The government highlights investment in financial incentives (over £330 million) alongside efforts to reduce workload, support flexible working, and boost pay, with nearly a 10% pay increase since the government came into power. These measures represent a positive shift in acknowledging the full employee experience, but workforce challenges run deeper than financial levers alone can address. Teachers continue to report high workload, wellbeing concerns, and a need for more accessible professional development.
From a people and culture perspective, this matters enormously. Recruitment targets can only be met and sustained if the sector addresses the cultural foundations that determine whether staff feel valued, supported, and able to grow. The broader ‘Every child achieving and thriving’ white paper reinforces themes of belonging, inclusion, and engagement across the system, signalling recognition that a strong workforce culture is essential to achieving educational reform.
Yet even with this recognition, the plan remains another in a long line of major government initiatives introduced with urgency.
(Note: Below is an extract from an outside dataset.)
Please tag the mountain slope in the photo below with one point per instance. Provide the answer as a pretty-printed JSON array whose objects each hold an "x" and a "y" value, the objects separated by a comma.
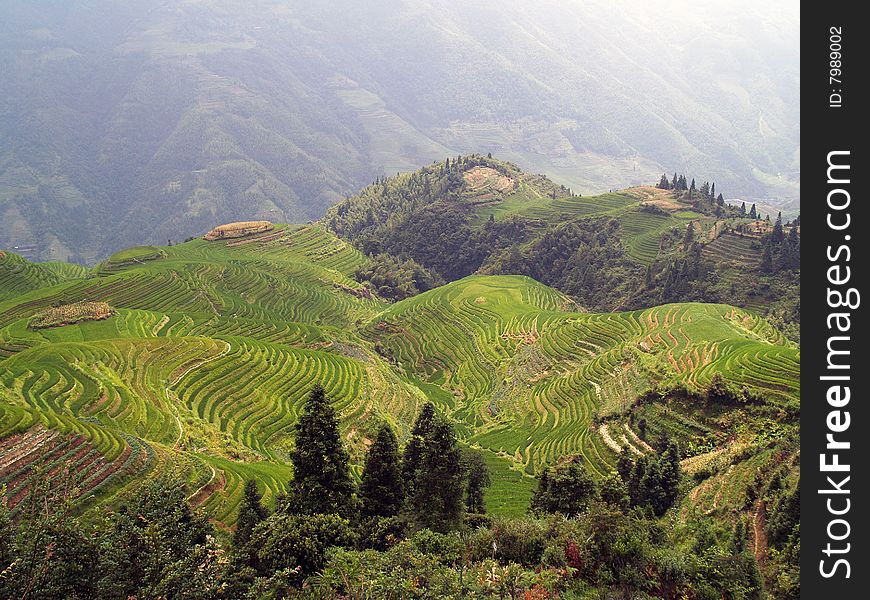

Schools and colleges, having navigated successive waves of reform, may question whether this strategy will be supported with consistent policy, adequate funding continuity, and attention to long‑term cultural change, rather than short‑term metrics.
As HR professionals, our role is to guide leaders in interpreting this national strategy realistically: focusing not only on recruitment but on retention, wellbeing, leadership capability, and the development of healthy organisational cultures. These cultural drivers ultimately shape whether staff stay, thrive, and feel a sense of purpose in their work. Recruitment targets can be set centrally, but people‑centred culture is built locally.
The delivery plan sets out a framework for strengthening the workforce. Whether it can be fully realised depends on the sector's ability—and the government’s willingness—to invest not just in numbers, but in people.